By the time they were halfway through practice, Coach Rivers had him in there a lot. And Coach Hanratty, who called most of the plays even on the practice field, was making sure that Eric was throwing as many balls Nate’s way as he was to Pete or Bradley.
He didn’t get open every time. But he got open a lot. And when he could get his hands on the ball, he caught it every time, challenging himself not to let a single ball hit the ground if it was anywhere near him.
The funny part?
He was working so hard at being a wide receiver and doing well at it that he felt more like a part of the team than he had for a while, whether he was out of position or not.
Pete’s mom dropped him off at home when practice was over. Nate’s mom was working tonight, had told him before school that one of the other hostesses at the American Grille was close to having a baby and was going off on what his mom called “maternity leave.”
“Which means a lot more hours for me,” his mom had said.
“How many more hours?” Nate had said.
His mom had smiled across the breakfast table, like she was about to deliver the best possible news in the world, looking like she did when she would wake Nate up with the two most beautiful words in the English language: “Snow day.”
“Pretty much as many as I can handle,” she had said. Then she’d reached across the table and put her hand over Nate’s. “Just till we’re back on our feet.”
So Nate’s dad was the one in the kitchen when he got home, banging around pots and pans, which made Nate smile. His dad cooking dinner was never a good thing, even when it was something as simple as pasta, which he was clearly preparing now.
His dad turned around when he heard Nate, held up two boxes of pasta.
“Fat or skinny?” he said.
“Angel hair.” Nate’s favorite.
“What about a salad?”
“Dad,” Nate said, “you know you’d rather pull one of your teeth out with pliers than make a salad.”
“Excellent point.”
Nate said, “Do I have time to take a shower?”

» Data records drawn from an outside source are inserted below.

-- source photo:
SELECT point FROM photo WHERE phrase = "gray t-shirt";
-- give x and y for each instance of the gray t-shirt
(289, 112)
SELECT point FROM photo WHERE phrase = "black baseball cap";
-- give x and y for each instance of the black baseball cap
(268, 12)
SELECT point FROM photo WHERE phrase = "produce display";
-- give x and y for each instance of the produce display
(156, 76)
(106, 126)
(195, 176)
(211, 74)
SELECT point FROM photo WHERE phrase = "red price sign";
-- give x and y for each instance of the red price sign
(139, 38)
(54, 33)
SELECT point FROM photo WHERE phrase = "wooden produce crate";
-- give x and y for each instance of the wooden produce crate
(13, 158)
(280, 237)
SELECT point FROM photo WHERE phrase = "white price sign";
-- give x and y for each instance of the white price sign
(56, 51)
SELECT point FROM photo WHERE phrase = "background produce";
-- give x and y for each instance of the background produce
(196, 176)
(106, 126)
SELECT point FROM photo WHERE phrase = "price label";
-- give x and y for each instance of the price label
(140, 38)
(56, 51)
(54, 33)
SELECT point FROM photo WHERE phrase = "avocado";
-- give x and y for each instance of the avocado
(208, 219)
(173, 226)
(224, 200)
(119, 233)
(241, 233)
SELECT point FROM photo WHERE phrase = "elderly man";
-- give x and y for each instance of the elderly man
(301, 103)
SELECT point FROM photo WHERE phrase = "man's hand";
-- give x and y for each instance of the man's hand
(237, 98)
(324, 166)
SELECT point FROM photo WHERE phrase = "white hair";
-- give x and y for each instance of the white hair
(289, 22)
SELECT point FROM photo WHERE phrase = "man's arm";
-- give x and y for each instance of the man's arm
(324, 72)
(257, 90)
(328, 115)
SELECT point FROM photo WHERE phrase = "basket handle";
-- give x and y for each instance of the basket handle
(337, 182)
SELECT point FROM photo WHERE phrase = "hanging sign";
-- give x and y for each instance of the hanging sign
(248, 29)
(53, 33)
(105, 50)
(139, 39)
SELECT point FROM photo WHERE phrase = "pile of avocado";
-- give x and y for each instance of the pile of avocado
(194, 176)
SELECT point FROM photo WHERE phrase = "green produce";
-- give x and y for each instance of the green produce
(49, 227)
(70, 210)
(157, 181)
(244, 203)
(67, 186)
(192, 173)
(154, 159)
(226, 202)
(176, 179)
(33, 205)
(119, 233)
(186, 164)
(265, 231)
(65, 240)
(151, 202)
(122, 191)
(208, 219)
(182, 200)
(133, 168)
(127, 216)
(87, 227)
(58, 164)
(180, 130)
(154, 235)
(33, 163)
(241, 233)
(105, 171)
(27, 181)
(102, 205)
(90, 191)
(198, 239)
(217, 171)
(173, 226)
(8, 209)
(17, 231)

“Please do,” his dad said, “so you can just experience the result without watching the whole ugly process.”
“Dad,” Nate said, “do you want me to help you boil the water?”
“Go. Now.”
When Nate came back down, he saw the open newspaper next to him, a lot of red circles on the want-ads page.
“Any luck today?” Nate said as they both started to eat.
“Little bit. Got a couple of interviews tomorrow.”
Nate went to work on his pasta, which was surprisingly good.
“I can do this,” his dad said.
“I know.”
“We’re not the only family this is happening to,” his dad said. “I have a feeling there are lots of families in this town going through the same thing and we don’t even know it. They’ll get through it, and so will we. We’ve just got to hang in there.”
Sounding like Malcolm at practice. Just talking about real life now, not football.
Nate kept eating, even asking for seconds. And his dad kept talking, almost as if he were talking to himself.
“It’s just a question of attitude,” he said. “Definitely. The guy who was going to Big Bill’s every day, that guy wasn’t me. You can’t hate what you’re doing, even if you’re doing it for the right reasons. The
best
reasons. So now it’s a matter of selling just one house I’ve got out there, which would change everything. Or finding the right fit doing something else, finding something I
want
to do even if it turns out to be something I never thought I’d be doing.”
Now Nate looked up, grinning, and said, “Like your son, the wide receiver?”
“He made Eric quarterback?”
“I gave him no choice, Dad, the way I was playing. Coach had to do it.”
“But even the best quarterbacks go through slumps.”
“Sometimes it’s more than a bad slump, it’s just a bad season.”